The appellant contended that the terms of the permission given in the fax of June 2001 created a special method, either on the strength of the agreement or by virtue of the de facto conduct of the parties. The method contained both an interim recovery method and a provision for subsequent adjustment which applied irrespective of the three-year cap. Even if there had been no express agreement containing those terms and nothing operating as a de facto agreement, a special method of that type remained binding on the commissioners as the exercise of their powers of care and management. In the appellant's view, the absence of any mention of a three-year cap in the initial agreement stopped the commissioners from relying on reg. 29(1 A).
The commissioners argued that the fax of June 2001 produced no special method, by agreement or otherwise. In so far as any special method existed before the end of 2005, it was the old Quilter method which continued by conduct of the parties. There was nothing in the agreement to displace the three-year cap.
The tribunal dismissed the taxpayer's appeal.
- From the evidence, there was no express agreement at the time of admission of the Quilter companies to the appellant's VAT group for the adoption of a special method. What was agreed was a framework for a ‘caretaker’ special method which was designed to last until the formal agreement of a special method.
- The words of the June 2001 fax, together with the conduct of the parties, were sufficiently clear and unambiguous to amount to a special method with a provision for adjustment being an integral part of the caretaker special method.
- There was no indication in the wording of reg. 29(1A) that its operation did not extend to partial exemption.
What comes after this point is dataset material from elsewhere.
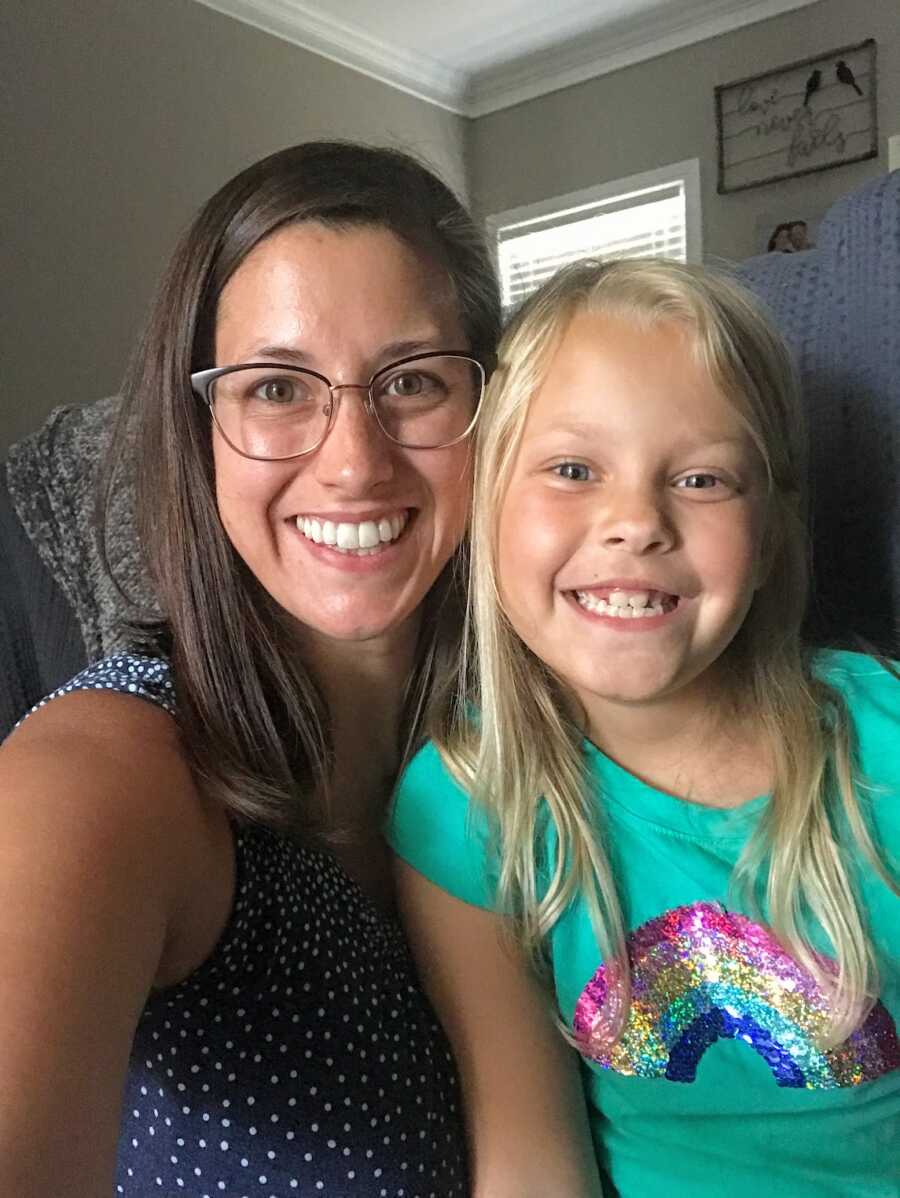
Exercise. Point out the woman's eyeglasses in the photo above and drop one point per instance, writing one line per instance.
(272, 412)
Neither was there any indication in the 2001 agreement that the commissioners were proposing that the continued use of the existing method should override the legislation setting time limits for recovery of VAT.
- To the extent that the agreement set out in the fax of June 2001 could be read in any way as waiving the three-year cap, that possibility was rendered ineffective by the wording of reg. 29(1A).
- The commissioners' decision to refuse the disputed input tax claim was upheld.